Fani-Kayode cleared of corruption charges
Written by Taiwo Adediran on July 1, 2015
The Federal High Court in Lagos today discharged and acquitted a former Minister of Aviation, Chief Femi Fani-Kayode, of the money laundering charges filed against him by the Economic and Financial Crimes Commission (EFCC). Justice Rita Ofili-Ajumogobia held that the prosecution did not prove beyond reasonable doubt that he was guilty as charged.
She described EFCC’s case as “feeble,” adding that the testimony of the fourth prosecution witness (PW4) Supo Agbaje, who testified that Fani-Kayode gave him cash to pay into his account was not reliable.
According to her, the PW4′s testimony was contradictory, even as the prosecution did not show proof that Fani-Kayode received the money in cash.
“Any doubt must be resolved in favour of the accused person,” the judge said.
She added: “The solitary issue for determination is whether the prosecution has been able to prove beyond reasonable doubt the elements of the offence committed.
“The giver of the money to PW4 remains unclear.
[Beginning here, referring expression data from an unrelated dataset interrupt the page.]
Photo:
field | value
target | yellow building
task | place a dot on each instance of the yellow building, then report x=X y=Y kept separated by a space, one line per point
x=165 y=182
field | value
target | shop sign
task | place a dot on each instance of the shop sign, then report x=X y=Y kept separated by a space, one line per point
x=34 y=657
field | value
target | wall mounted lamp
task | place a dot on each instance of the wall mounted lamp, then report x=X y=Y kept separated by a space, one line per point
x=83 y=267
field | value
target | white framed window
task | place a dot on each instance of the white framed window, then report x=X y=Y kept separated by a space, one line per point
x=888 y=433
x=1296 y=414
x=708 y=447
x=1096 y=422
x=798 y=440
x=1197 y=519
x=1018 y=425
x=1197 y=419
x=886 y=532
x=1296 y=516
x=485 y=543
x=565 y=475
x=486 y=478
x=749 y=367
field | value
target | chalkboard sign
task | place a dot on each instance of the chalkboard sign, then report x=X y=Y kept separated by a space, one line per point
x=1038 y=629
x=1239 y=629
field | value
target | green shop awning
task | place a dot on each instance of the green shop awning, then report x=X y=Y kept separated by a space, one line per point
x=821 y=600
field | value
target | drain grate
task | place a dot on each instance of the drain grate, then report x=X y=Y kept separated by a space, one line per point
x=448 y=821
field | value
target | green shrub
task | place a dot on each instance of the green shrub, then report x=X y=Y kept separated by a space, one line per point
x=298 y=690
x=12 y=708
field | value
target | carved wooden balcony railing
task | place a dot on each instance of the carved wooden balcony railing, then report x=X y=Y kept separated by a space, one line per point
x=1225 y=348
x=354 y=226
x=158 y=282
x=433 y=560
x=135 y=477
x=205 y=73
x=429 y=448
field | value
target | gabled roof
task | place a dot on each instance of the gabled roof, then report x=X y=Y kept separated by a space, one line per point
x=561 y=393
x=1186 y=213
The oral testimony of PW4 before this court is at variance with his earlier voluntary submission before the EFCC.
“I find unreliable the testimony of PW4 that it was the accused person that gave him the sums of money to pay into his account.
“His testimony before this court seems to be an afterthought by the fact that PW4 who was stated by the prosecution to be at large initially suddenly resurfaced to give testimony on behalf of the prosecution.
“The law is trite that where there are two or more conflicting testimonies by a witness, such testimonies must be discarded by the court,” the judge said.
One of Fani-Kayode’s witnesses had claimed that the monies were proceeds of rent paid by those living in the former minister’s estate.
Justice Ofili-Ajumogobia said although the claim was also doubtful, the source and motive of receiving the money is irrelevant since the issue was about cash transactions exceeding N500,000 without going through a financial institution.
“I do not agree with the prosecution that evidence of deposits in the bank account of the accused person without more is sufficient evidence to show that the latter received cash payments from unknown sources of sums above the statutory threshold of N500,000.
“The fallacy in such argument lies in the fact that it would remain unclear as to whether the accused person received the alleged sums in tranches,” she said.